В университете я выбрал курсы лекций по различным предметам: истории, литературе, психологии, философии и даже лекции в медицинской школе. Но вскоре я перестал ходить на лекции, за исключением лекций по математике и теоретической физике. В то время в университете было много выдающихся преподавателей, но чтение их книг было несравнимо более богатым опытом, чем слушание их лекций. (Семинары проводились только для аспирантов.) Кроме того, я начал прокладывать свою дорогу к «Критике чистого разума» и «Пролегоменам».
Только на математическом факультете предлагались по-настоящему увлекательные лекции. Профессорами в то время были Виртингер, Фуртванглер и Ганс Ган. Все трое были творческими математиками с мировыми именами. Виртингера, который слыл на факультете самым великим гением из трех, я понимал с трудом. Фуртванглер поражал ясностью изложения и мастерским владением предмета (алгебра, теория чисел). Но больше всего я получил от Ганса Гана. Его лекции достигали такой степени совершенства, какой я больше никогда не встречал. Каждая его лекция была произведением искусства: драматичной по логической структуре; не имеющей ни одного лишнего слова; совершенно ясной и рассказанной прекрасным и цивилизованным языком. Теме, и иногда решаемым задачам, предшествовал волнующий исторический этюд. Все было очень живо, но, из-за самого этого совершенства, немного отстраненно.

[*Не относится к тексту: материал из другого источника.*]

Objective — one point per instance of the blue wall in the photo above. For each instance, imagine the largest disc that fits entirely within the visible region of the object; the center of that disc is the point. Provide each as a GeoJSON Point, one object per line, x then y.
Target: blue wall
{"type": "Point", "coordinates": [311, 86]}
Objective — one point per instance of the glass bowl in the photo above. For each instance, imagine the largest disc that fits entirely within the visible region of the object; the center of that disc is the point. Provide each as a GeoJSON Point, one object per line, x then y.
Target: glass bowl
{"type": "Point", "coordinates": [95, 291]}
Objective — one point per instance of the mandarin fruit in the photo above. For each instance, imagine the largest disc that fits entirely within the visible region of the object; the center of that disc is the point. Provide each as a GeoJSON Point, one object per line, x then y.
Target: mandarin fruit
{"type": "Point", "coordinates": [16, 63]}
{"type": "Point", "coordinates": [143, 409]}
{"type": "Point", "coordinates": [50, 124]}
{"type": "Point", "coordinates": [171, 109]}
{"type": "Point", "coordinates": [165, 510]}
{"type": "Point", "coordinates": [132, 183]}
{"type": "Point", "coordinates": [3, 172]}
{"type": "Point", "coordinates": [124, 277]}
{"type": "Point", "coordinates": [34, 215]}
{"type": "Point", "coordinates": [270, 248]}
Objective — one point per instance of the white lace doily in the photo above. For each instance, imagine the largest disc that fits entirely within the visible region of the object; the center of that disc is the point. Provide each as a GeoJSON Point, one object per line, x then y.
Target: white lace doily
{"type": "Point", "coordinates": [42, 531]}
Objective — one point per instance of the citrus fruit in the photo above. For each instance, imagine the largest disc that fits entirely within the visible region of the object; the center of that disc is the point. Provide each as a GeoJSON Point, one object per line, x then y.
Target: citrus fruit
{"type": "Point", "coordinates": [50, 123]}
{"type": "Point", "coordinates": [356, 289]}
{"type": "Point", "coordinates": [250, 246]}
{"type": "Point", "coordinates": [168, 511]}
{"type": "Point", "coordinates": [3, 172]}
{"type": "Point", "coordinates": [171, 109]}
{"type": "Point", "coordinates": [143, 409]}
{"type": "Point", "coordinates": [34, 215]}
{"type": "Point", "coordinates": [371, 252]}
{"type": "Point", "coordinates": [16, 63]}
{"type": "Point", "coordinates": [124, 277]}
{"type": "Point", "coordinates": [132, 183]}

Еще был доцент Гелли, который читал лекции по теории вероятности и от которого я впервые услышал имя Рихарда фон Мизеса. Позднее на короткое время появился очень молодой и обаятельный профессор из Германии, Курт Райдемайстер, я посещал его лекции по тензорной алгебре. Все эти люди — за исключением разве что Райдемайстера, который позволял перебивать себя на лекциях, — были полубогами. Они были бесконечно вне нашей досягаемости. Контактов между профессорами и студентами, не готовящимися защищать докторскую диссертацию, не было. У меня не было ни малейших амбиций заводить с ними знакомство или даже планировать его. Я никогда не надеялся, что позднее лично познакомлюсь с Ганом, Гелли, фон Мизесом и Гансом Тиррингом, который преподавал теоретическую физику.
Я изучал математику, потому что просто хотел учиться, и я думал, что в математике я узнаю что-то о стандартах истины; а еще потому, что я интересовался теоретической физикой. Математика была огромным и трудным предметом, и если бы я решил когда-нибудь стать профессиональным математиком, то вскоре эта решимость иссякла бы. Но у меня не было таких амбиций. Если я и думал о будущем, то мечтал о создании однажды такой школы, где дети могли бы учиться без скуки и имели бы стимул ставить проблемы и обсуждать их; школы, в которой не было бы ненужных ответов на непоставленные вопросы; в которой дети учились бы не ради сдачи экзаменов.
Я сдал свою «Matura» (получил аттестат) в качестве школьника-экстерна в 1922 году, на год позже, чем это случилось бы, если бы я продолжал учиться в школе. Но опыт стоил того года, который я «потерял». Теперь я был полноправным студентом университета. Через два года я сдал вторую «Matura» в педагогическом колледже, что позволяло мне преподавать в начальной школе. Я сдавал этот экзамен, будучи учеником краснодеревщика. (Позднее я добавил к этому квалификацию, позволявшую мне преподавать математику, физику и химию в средней школе.) Однако вакансий для учителей не было, и, закончив свое обучение у краснодеревщика, я стал, как я уже упоминал, социальным работником (Horterzieher) с беспризорными детьми.
В начале этого периода я продолжил развивать свои идеи о демаркации между научными теориями (как теория Эйнштейна) и псевдонаучными теориями (как теории Маркса, Фрейда и Адлера). Мне стало ясно, что то, что делает теорию или утверждение научным, состоит в их способности отвергать или исключать возможность некоторых событий — запрещать или не допускать существование таких событий. Таким образом, чем больше теория запрещает, тем больше она нам говорит[38].
Хотя эта идея тесно связана с идеей информационного содержания и содержит эту последнюю в скорлупе, в то время я не дошел до этого пункта. Однако я был очень озабочен проблемой догматического мышления и его отношения к критическому мышлению. То, что особенно интересовало меня, состояло в идее, что догматическое мышление, которое я считал донаучным, было этапом для того, чтобы стало возможным критическое мышление. Критическое мышление должно иметь перед собой то, что можно критиковать, и это, полагал я, предоставляет ему догматическое мышление.